Guest post from Rita Numerof, Ph.D., president of healthcare management consulting firm Numerof & Associates
In the healthcare industry, the relationship between payers and providers has long been adversarial--and it's become counterproductively so.
Financially unsustainable Affordable Care Act exchanges and CO-OPs are collapsing all over the country (seven since Oct. 1 alone). Major player UnitedHealth Group is threatening to withdraw from the marketplaces entirely in 2017, citing half a billion dollars in losses. Goldman Sachs analyzed state filings for 30 not-for-profit Blue Cross and Blue Shield insurers and projected they will post aggregate losses for 2015.
That's not what "nonprofit" is supposed to mean.
The reasons for these losses are myriad, but one major roadblock standing in the way of profitable changes to payer and provider business models is the longstanding distrust between the two parties. In an increasingly connected world, payers and providers must put aside their differences and find ways to work together.
In the traditional fee-for-service model, when providers do more, they earn more, including getting paid to rectify mistakes made the first time. Wary of this incentive and also of the practice of "upcoding" to obtain greater reimbursement, payers have long focused on saying "no," putting in place prior authorization and other stipulations before treatments can begin. The mega-mergers on both sides are in many ways an arms race to improve negotiating leverage through scale.
The incentives and conflict rooted in fee-for-service hamper efforts to improve care on both sides.
Providers attempting to innovate and deliver higher value for patients become frustrated when payers won't break from existing reimbursement systems to reward their efforts. Payers, believing most providers focus only on services they can bill for rather than what's going to reduce total cost of care, have built their own apparatus for coordination of care and management of complex diseases--difficult efforts for a player often mistrusted by providers and patients.
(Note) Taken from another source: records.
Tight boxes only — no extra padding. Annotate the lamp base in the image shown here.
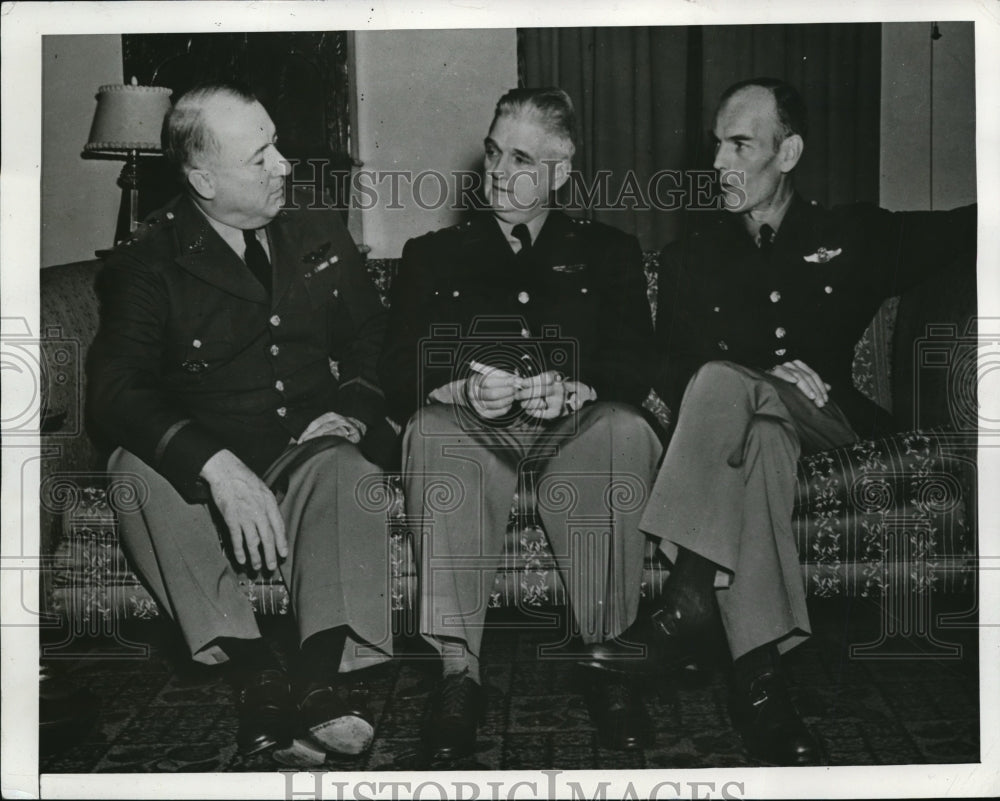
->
[111,150,141,247]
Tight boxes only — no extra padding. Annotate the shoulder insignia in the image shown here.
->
[123,221,153,246]
[425,222,466,239]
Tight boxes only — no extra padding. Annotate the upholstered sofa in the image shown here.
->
[38,249,977,637]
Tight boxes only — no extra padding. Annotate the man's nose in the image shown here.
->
[272,147,291,177]
[713,147,728,172]
[493,154,512,179]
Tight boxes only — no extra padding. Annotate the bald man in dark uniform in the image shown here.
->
[87,83,395,759]
[640,77,976,766]
[380,87,662,760]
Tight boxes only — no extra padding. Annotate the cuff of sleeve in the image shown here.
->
[335,382,387,428]
[427,378,468,406]
[156,420,226,503]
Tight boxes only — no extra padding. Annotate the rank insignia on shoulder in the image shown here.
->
[803,246,843,264]
[303,242,332,264]
[550,263,587,273]
[124,221,152,245]
[182,359,208,373]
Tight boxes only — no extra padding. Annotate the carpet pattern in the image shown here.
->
[40,598,979,772]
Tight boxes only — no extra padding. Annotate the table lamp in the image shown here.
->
[84,79,172,246]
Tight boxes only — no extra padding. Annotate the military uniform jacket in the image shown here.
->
[654,196,977,435]
[379,210,653,424]
[87,194,387,500]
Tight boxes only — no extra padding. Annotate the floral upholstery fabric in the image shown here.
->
[43,254,976,623]
[49,429,975,622]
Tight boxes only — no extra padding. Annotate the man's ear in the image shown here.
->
[778,134,804,174]
[551,156,571,192]
[186,168,216,200]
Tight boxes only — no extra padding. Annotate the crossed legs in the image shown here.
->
[640,360,857,764]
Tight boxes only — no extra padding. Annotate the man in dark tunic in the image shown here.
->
[87,83,395,759]
[640,77,976,765]
[379,87,662,759]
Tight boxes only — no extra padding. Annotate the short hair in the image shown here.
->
[718,77,808,150]
[492,87,577,159]
[162,82,258,175]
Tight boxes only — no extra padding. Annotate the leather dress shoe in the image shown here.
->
[577,638,655,675]
[298,681,375,755]
[236,668,293,755]
[580,668,653,750]
[646,596,712,669]
[421,671,484,762]
[728,671,823,766]
[40,664,100,754]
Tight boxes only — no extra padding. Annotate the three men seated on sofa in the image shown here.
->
[87,79,975,766]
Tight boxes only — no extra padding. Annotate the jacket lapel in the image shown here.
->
[172,196,270,305]
[266,212,306,308]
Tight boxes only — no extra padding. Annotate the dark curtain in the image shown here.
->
[521,24,881,250]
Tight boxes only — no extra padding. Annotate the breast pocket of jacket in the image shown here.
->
[165,309,237,377]
[304,260,344,309]
[546,267,599,317]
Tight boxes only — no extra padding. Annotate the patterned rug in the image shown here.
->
[40,597,979,772]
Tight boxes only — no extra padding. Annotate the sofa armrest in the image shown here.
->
[890,253,977,431]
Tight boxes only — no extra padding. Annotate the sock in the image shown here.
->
[296,625,349,691]
[660,547,719,629]
[215,637,280,675]
[438,637,481,685]
[732,643,781,692]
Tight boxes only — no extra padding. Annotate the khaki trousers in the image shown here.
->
[109,439,392,669]
[402,401,663,658]
[639,361,857,659]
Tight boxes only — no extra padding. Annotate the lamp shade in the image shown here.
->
[84,83,173,154]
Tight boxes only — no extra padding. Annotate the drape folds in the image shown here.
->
[521,25,881,250]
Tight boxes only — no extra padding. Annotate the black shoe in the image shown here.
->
[39,664,100,755]
[577,637,655,675]
[728,671,823,766]
[298,681,375,755]
[236,668,292,755]
[580,668,653,750]
[421,671,484,762]
[646,596,712,669]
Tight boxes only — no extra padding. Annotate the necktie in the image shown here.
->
[243,228,271,294]
[511,223,532,258]
[757,223,775,253]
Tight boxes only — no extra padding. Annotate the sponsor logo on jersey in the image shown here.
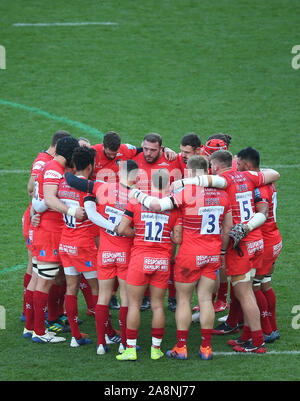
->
[44,169,63,180]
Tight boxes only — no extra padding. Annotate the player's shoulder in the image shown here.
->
[92,143,103,151]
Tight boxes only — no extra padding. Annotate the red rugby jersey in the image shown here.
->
[31,151,53,177]
[220,169,265,242]
[133,152,182,194]
[35,159,64,232]
[91,143,138,182]
[254,182,282,245]
[172,185,231,255]
[93,181,133,251]
[57,177,95,247]
[123,197,182,253]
In short, the interests of payer organizations are more often than not tangential to, rather than congruent with, those of the providers. Not only are both locked into a system for processing claims that dates back to at least the 1980s, there are only a precious few that are actively focused on engaging collaboratively to achieve better outcomes, provide transparency and deliver greater value.
For the good of the entire industry, it's time for an armistice between these two historical adversaries.
The two sides first must realize there's enough blame to go around. The sniping and finger-pointing don't help; it's better to find a path forward that is in everyone's best interests--their own, as well as those of patients, consumers, policy-holders, employers, health plan sponsors and other stakeholders. They must also recognize that "that's the way it's always been done" is no longer a satisfactory answer, if it ever was.
To do that, payers and providers alike should set aside the "zero-sum" mentality--that is, the notion that if the other side wins, they necessarily lose--and find common ground. Both need to understand that each will do better through collaboration and make it a priority to find areas they can agree on, with the aim of better health outcomes at lower cost.
It won't happen overnight, because the process is hard to change. It's never easy to develop trust in any sort of relationship when you've been burned before. But the way to approach it is to recognize that "we'll both do better if we collaborate."
History proves that former adversaries can indeed become allies.
At their own times in history once-mortal enemies of the United States--England, France and Germany--are now among our strongest friends and partners in common goals of security and prosperity. If former mortal combatants on the global stage can find rapprochement, healthcare providers and payers should be able to, as well.
It's long past time for providers and payers to sit down together and work out their differences, for the benefit of all concerned.